I'm 40 and a developer for 15 years and didn't make it past Amazon's initial code assessment. One of the problems was a floodfill algorithm, which I've never used before. Couldn't quite figure it out on my own, but found the answer in Google in about 5 minutes, which is what I would do in real life faced with this problem. I don't understand the purpose of asking people to memorize a bunch of algorithms they will probably never use in the job and could research if needed. I don't see it as any reasonable evaluation of my engineering skill.
Those tests aren't really about engineering skill. The interviewer is checking to see how much you want the position, how hard of a worker you are, and how smart you are.
If you really want the position, you will put a lot of effort into researching what the interview will entail.
If you're a hard worker, you will intensively study for the interview.
If you're smart, you'll be able to apply the material you studied to the problem, and you'll probably realize the game you're playing.
None of these things is about 'engineering skill', which is much more difficult to discover, and only really valuable if the person is a smart, hard worker, who sticks around.
*edit: I am not saying that I like this style of interview, and when I interview job candidates, I never engage in this type of 'test'
If Trivial Pursuit: Code Monkey and Engineering Edition is the interview game, that's not a place a sensible person would want to work.
A sensible knowledge and performance evaluation would involve pair coding on limited scope, immediate, real problems, not BS trivia.
Interviewing is a two-way street.. the signals given-off in the interview process should be taken in as a totality by the interviewee as well. If they see bad signs, they should run in the opposite direction rather than get sucked into a bad environment.
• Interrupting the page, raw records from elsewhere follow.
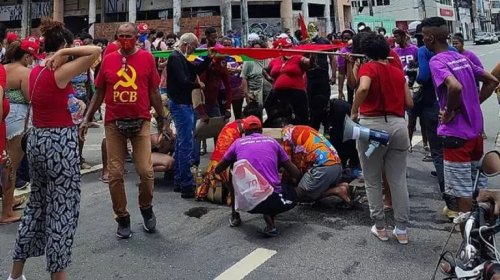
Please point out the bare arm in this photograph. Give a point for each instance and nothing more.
(291, 169)
(360, 96)
(490, 83)
(24, 84)
(85, 58)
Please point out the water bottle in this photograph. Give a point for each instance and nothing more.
(74, 107)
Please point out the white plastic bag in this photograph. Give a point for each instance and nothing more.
(250, 187)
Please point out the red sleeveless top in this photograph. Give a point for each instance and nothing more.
(49, 102)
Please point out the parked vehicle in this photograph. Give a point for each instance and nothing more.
(483, 38)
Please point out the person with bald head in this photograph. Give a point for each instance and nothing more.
(129, 82)
(460, 117)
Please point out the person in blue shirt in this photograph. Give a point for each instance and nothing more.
(430, 116)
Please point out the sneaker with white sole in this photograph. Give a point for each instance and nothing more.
(401, 235)
(381, 234)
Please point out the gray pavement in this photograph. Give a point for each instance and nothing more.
(317, 242)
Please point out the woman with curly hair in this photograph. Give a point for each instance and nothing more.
(51, 216)
(19, 56)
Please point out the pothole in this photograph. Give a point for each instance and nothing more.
(196, 212)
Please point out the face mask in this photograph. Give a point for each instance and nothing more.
(127, 44)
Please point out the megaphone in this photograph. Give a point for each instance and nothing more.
(354, 131)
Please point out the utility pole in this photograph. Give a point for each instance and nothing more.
(26, 18)
(226, 15)
(244, 22)
(132, 11)
(103, 11)
(177, 10)
(92, 17)
(58, 12)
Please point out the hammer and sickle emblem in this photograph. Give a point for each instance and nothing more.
(129, 81)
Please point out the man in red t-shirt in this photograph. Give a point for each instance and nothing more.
(128, 81)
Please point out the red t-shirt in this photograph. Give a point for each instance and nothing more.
(386, 95)
(127, 86)
(49, 102)
(288, 74)
(111, 48)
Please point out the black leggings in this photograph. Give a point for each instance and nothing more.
(297, 99)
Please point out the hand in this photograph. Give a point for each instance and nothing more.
(446, 116)
(492, 196)
(204, 118)
(355, 116)
(333, 80)
(211, 52)
(82, 131)
(56, 61)
(227, 115)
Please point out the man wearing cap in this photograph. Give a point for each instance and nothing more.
(266, 155)
(129, 81)
(318, 160)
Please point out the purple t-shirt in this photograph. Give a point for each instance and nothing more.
(468, 124)
(264, 153)
(341, 59)
(473, 58)
(410, 53)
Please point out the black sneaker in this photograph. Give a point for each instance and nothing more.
(149, 219)
(187, 193)
(123, 230)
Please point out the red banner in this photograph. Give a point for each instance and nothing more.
(257, 53)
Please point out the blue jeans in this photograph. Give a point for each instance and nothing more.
(212, 112)
(430, 116)
(183, 117)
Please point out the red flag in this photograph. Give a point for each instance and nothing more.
(197, 31)
(257, 53)
(303, 27)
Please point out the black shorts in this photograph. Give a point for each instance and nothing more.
(277, 203)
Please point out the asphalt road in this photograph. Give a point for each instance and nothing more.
(318, 242)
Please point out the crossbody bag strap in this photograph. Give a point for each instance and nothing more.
(26, 121)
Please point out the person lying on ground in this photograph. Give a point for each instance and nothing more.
(318, 160)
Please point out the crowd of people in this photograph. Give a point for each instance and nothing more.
(151, 104)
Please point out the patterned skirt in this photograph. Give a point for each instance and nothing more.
(51, 216)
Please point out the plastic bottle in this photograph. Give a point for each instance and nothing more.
(74, 107)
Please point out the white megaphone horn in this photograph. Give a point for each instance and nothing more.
(354, 131)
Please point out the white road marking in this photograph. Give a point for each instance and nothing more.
(246, 265)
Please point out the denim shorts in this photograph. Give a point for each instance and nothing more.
(16, 119)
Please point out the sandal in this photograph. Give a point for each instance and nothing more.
(18, 203)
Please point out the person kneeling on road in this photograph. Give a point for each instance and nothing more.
(266, 155)
(318, 160)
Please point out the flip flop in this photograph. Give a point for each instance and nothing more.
(18, 204)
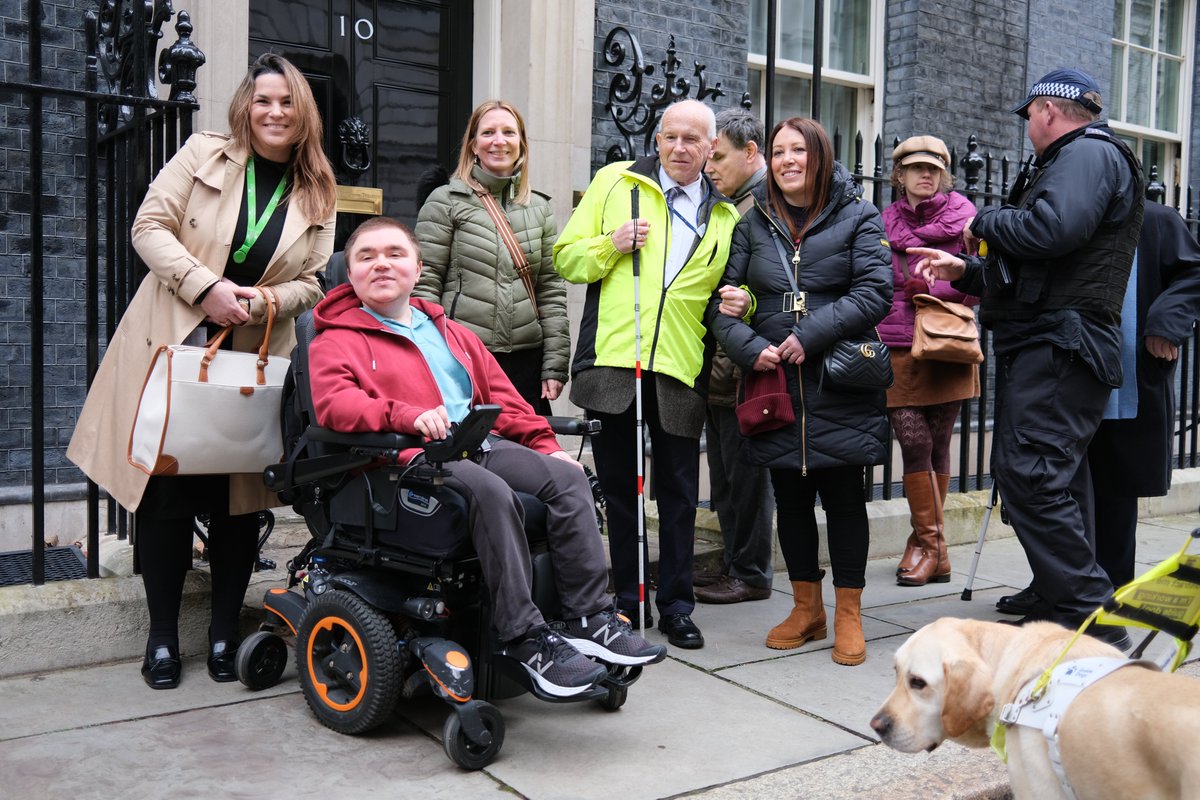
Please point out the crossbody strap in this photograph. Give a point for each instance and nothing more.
(798, 304)
(510, 242)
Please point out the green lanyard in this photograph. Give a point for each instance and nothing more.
(253, 224)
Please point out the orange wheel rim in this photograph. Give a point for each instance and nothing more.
(328, 627)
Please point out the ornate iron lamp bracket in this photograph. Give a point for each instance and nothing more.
(637, 118)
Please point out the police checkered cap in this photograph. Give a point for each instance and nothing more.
(1069, 84)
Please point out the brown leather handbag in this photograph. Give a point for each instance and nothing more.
(945, 331)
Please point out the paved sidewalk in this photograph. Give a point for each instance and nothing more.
(731, 721)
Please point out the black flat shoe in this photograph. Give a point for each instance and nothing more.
(682, 631)
(222, 657)
(1026, 601)
(161, 667)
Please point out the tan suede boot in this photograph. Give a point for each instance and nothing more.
(807, 620)
(849, 647)
(925, 504)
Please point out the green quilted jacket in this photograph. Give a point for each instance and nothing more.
(471, 274)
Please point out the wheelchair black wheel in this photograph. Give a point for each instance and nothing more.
(615, 698)
(348, 662)
(262, 657)
(467, 753)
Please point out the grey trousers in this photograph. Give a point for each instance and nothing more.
(497, 530)
(742, 500)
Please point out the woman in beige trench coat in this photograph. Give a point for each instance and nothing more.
(207, 251)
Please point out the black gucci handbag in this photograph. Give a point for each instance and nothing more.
(857, 365)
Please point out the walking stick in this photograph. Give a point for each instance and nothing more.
(983, 531)
(641, 423)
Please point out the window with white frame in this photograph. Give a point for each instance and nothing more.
(1149, 103)
(849, 73)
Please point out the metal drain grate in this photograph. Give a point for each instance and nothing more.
(61, 564)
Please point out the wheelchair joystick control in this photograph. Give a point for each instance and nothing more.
(423, 607)
(317, 581)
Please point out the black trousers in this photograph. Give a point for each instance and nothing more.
(1049, 409)
(163, 537)
(741, 498)
(676, 487)
(497, 529)
(846, 525)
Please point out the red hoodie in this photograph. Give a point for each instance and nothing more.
(366, 378)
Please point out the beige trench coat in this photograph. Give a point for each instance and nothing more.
(184, 232)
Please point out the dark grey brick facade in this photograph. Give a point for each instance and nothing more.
(711, 31)
(63, 140)
(955, 67)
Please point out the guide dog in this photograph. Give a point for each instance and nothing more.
(1132, 734)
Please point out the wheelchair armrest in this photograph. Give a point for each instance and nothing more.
(573, 426)
(367, 440)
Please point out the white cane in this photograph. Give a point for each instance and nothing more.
(983, 533)
(641, 423)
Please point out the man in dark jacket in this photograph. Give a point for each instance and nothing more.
(1131, 457)
(741, 491)
(1060, 257)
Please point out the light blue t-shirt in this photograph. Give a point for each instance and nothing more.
(451, 377)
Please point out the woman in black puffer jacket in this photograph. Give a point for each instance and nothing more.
(816, 226)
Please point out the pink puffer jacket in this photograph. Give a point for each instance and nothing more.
(936, 222)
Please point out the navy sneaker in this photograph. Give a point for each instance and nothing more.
(609, 637)
(557, 667)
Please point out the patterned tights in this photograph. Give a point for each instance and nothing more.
(924, 434)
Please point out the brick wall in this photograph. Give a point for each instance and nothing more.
(955, 67)
(63, 186)
(1193, 178)
(711, 31)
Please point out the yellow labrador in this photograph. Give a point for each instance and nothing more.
(1133, 734)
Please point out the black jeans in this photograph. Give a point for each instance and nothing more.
(846, 525)
(741, 499)
(676, 488)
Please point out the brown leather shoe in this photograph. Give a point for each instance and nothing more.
(706, 578)
(731, 590)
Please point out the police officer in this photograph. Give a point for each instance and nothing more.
(1059, 259)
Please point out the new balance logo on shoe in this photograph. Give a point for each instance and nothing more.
(609, 637)
(553, 665)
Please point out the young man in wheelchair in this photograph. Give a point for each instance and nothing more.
(383, 361)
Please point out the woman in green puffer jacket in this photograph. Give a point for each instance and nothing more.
(471, 271)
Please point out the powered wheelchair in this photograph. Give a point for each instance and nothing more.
(387, 601)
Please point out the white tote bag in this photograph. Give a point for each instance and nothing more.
(210, 411)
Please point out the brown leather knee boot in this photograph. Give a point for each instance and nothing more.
(807, 620)
(924, 500)
(912, 547)
(849, 645)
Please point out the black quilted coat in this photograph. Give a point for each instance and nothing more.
(846, 270)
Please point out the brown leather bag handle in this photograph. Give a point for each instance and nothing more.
(210, 350)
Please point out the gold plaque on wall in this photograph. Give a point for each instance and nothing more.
(359, 199)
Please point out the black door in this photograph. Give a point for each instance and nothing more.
(400, 66)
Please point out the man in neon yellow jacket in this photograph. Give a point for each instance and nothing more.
(683, 232)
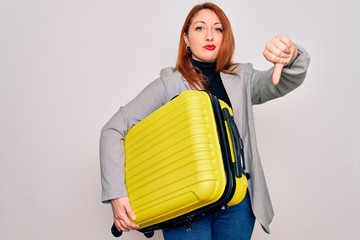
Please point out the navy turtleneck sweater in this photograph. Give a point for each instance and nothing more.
(214, 85)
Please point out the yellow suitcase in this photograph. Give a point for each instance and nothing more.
(183, 161)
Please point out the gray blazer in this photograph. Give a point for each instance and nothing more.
(247, 88)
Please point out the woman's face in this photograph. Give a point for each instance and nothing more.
(204, 36)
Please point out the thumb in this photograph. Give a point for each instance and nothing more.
(277, 73)
(130, 212)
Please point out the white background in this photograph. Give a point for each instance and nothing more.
(67, 66)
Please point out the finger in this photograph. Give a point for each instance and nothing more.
(277, 73)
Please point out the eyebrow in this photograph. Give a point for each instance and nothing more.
(205, 22)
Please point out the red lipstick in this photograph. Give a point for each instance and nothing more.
(210, 47)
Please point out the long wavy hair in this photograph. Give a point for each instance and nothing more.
(224, 62)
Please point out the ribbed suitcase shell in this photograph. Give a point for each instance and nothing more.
(174, 163)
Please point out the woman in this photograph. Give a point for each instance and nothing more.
(205, 63)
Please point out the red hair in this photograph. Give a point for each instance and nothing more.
(224, 61)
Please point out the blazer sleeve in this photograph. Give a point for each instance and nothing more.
(292, 76)
(113, 133)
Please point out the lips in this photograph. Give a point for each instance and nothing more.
(210, 47)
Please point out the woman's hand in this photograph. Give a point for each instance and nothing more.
(123, 214)
(281, 51)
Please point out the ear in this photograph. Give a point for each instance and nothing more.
(186, 39)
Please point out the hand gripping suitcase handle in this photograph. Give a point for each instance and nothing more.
(237, 144)
(115, 232)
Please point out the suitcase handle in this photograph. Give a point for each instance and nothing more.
(237, 144)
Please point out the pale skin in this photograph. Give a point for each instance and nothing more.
(204, 39)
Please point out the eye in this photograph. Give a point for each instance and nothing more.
(199, 28)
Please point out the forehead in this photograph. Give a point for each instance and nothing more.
(205, 15)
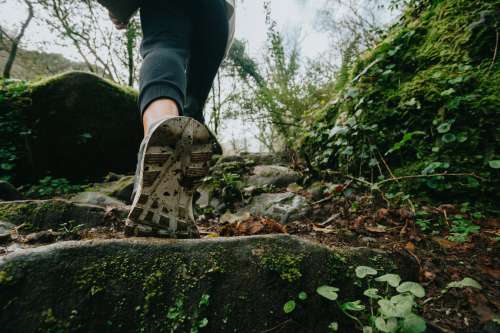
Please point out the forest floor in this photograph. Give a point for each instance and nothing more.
(355, 219)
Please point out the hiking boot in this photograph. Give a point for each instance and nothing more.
(172, 162)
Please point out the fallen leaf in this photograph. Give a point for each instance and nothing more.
(410, 247)
(379, 229)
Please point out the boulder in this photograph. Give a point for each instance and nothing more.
(8, 192)
(75, 125)
(219, 285)
(119, 187)
(38, 215)
(283, 207)
(273, 175)
(96, 199)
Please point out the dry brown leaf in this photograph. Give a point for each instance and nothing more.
(379, 229)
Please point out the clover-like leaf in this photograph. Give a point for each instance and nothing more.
(412, 287)
(372, 293)
(414, 324)
(303, 296)
(495, 164)
(328, 292)
(465, 283)
(392, 279)
(289, 306)
(353, 306)
(364, 271)
(388, 326)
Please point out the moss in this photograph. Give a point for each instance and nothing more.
(287, 265)
(5, 278)
(435, 68)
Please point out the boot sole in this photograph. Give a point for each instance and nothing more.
(175, 161)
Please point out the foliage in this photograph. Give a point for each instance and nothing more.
(423, 103)
(394, 310)
(49, 187)
(13, 95)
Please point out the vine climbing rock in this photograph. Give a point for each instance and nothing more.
(75, 125)
(221, 285)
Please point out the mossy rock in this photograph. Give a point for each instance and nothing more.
(37, 215)
(232, 285)
(75, 125)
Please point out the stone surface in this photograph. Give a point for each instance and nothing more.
(40, 215)
(231, 285)
(97, 199)
(283, 207)
(274, 175)
(81, 127)
(8, 192)
(117, 186)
Well, I think it depends on what the rewards are for getting the job. If the pay, benefits, and accreditation (resume boost) from holding a position at a given company are sufficiently valuable, it is definitely rational to play the game.
Full disclosure; I have never done an interview like this, or tried to land a job at a major 'tech' company, though I do have a degree in engineering.
I think I might have found a hack - a way to work for $large_tech, not to have to move to the west coast, work remotely and not be required to do leetCode - work in the cloud consulting division of either Microsoft or Amazon. I’ll know by the end of May if it works.
This is one of the reasons I haven't applied to work at Amazon, even though I'm sure I could do the work. The signal they're sending by interviewing this way says "We want people who are willing to put up with bullshit".
I had the same attitude pre-Covid. My local market (Atlanta) has completely tanked. There are still jobs out there, but salaries have imploded and I don’t think they are coming back for a couple of years.
If I didn’t have any other option besides the standard r/cscareerquestions “Learn leetCode and work for a FAANG” , I would.
Yep. When I interviewed at Google the recruiter suggested I study up on algorithms, data structures, sorting, graphs, recursion. They even offered a Candidate Coaching Session where you could do practice interviews. It felt like they were optimizing for people that were willing to put a lot of time into preparation .
But if you're capable and smart, you wouldn't normally waste lots of your time memorising details you could easily look up and use in moments if you ever needed them.
Are those interview processes really optimising for candidates who are willing and able to spend silly amounts of time creating an illusion of being super-keen?
While I will say that flood fill is probably too hard for a screener question, I have used it multiple times at work. Sometimes incorrectly, but knowing it helped me realize it was incorrect.
It is true that I use a hard algorithm maybe 8 times a year. But I need my coworkers to be able to understand them when we do. So that's one part of it.
Another major part is having you go into detail about complexity and tradeoffs. Believe it or not most of my co-workers can derrive these things on the fly, not memorized. Others require a little think.
The third is algorithms boil down to simple interviews where only a few things can go meta wrong. There are other types of question but they have a lot more failure modes and are even harder to train people to give.
If the questions are relevant to the job then I think that's fine. In this case, the code assessment is provided even prior to being able to apply to a specific position. From what I gathered, this assessment applies to everything from a team lead/management position to a front-end developer to a firmware engineer.
I understand that for a big company they need something standardized to process a large number of candidates.
I got cut from an Amazon phone screen by not being able to cough up various Minesweeper algorithms off the top of my head. (Also something I've never used before or since.)
Thankfully, at the same time (this was in 2011), I was also in the process of interviewing for a startup that treated me like a real person with individual skills and experiences of value. That interview process went a lot better, and did result in me getting hired.
(And Amazon recruiters still pester me to this day, despite me having little interest in working for them.)